From Magnum. I should have decanted this for about 5-6 hours. Upon opening, it was a bit acidic but did have some underlying fruit. After 1-2 hours, it started opening up. The acid approached some balance and the muted fruit showed a bit more. Plum, cranberry and some black fruits. It married well with food. Have one Mag left and when I open will try a longer decant.
Had some VA on the nose initially, but that blew off after about 30 minutes. Pleasantly brickish in color, not too brown--surprisingly dark for a 12-year-old Pinot. Brambly huckleberry and plum fruit, some mossiness. More Burgundian in character than Oregonian. Initially I was impressed with a balance in fruit, acid and tannin, but tannin is definitely the weaker quality and the acid began to take over in a couple hours.
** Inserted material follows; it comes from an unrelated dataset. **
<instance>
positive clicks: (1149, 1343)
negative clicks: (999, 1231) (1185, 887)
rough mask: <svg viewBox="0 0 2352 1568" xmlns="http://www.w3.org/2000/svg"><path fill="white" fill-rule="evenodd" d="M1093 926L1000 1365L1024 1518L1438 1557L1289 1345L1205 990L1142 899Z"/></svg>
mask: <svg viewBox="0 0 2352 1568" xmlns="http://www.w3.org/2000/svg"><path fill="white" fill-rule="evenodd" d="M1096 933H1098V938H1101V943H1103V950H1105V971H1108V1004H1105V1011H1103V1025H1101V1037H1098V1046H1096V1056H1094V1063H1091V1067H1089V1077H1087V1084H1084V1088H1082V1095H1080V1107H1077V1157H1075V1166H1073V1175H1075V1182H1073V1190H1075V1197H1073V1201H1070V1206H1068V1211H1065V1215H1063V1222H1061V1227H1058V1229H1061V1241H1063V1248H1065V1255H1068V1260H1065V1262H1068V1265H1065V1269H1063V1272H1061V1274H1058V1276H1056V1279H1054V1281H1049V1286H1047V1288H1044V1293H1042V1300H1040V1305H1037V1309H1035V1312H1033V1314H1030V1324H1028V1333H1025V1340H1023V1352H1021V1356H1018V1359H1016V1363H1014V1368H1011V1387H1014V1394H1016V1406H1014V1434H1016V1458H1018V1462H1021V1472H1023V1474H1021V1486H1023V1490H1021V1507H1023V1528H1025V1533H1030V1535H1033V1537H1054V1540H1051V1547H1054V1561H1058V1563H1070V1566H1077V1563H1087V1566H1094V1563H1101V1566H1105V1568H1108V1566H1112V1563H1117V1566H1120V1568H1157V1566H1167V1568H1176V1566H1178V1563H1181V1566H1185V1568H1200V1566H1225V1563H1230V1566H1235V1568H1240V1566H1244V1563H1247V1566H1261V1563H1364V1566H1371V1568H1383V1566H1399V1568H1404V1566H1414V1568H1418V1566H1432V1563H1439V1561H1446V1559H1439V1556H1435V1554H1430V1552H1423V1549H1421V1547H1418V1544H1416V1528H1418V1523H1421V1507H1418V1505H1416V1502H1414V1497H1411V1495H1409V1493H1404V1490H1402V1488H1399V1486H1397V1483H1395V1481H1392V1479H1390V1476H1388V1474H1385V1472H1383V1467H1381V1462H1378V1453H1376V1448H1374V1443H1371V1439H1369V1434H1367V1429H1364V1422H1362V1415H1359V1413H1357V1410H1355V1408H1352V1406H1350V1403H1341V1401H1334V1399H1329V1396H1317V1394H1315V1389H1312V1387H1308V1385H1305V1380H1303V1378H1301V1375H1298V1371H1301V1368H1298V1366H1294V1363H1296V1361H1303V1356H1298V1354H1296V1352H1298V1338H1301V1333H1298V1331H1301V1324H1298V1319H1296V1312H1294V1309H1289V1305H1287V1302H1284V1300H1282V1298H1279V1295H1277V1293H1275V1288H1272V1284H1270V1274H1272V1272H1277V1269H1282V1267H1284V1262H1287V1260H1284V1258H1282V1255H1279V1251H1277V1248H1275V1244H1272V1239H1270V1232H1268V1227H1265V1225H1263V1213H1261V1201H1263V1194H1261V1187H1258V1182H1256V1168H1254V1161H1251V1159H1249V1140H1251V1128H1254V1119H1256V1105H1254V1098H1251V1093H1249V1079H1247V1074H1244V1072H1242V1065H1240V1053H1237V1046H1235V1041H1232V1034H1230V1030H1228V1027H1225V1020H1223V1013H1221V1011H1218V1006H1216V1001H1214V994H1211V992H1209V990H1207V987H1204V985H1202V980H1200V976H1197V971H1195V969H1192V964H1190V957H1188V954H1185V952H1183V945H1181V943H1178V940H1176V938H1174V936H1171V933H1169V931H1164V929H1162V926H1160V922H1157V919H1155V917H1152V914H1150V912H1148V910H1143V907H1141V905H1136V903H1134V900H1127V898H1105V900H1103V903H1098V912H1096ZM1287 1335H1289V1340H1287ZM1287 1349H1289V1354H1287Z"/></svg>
Unlike the 95, which was poured next to this, the 96 is significantly fuller and fatter. Slight kirsch elements and a clear and perplexing sunflower seed note. It was uncanny how this wine smelled like a pet store (seeds and cat food). Light body in the mouth, with a short finish. Drinking at it’s best after 20 minutes, where it stayed for several hours. Stylistically, this wine doesn’t really do much for me and it has gone down hill from my previous tasting several years ago.
Truffle Dinner, Pinot Tasting, and Piemonte (3x DRC, 2x Gaja, and more): Lightish red tending toward orange at the rim. The nose shows sour cherry, mushroom, a jarring note of tin, and a pleasant whiff of washed rind cheese. Wait a minute, I think there's a note of VA here, though I can't be sure. In just a flash, the VA note turns to freshly polished old mahogony. On the palate, this is drying up. It shows a light dose of simple plum and cherry fruit, then moves into a short but bright finish. This has good structural balance, but is missing fruit. I am told that this was sweeter and deeper before decanting. Was promising on the nose but has clearly gotten a good start on the slide down.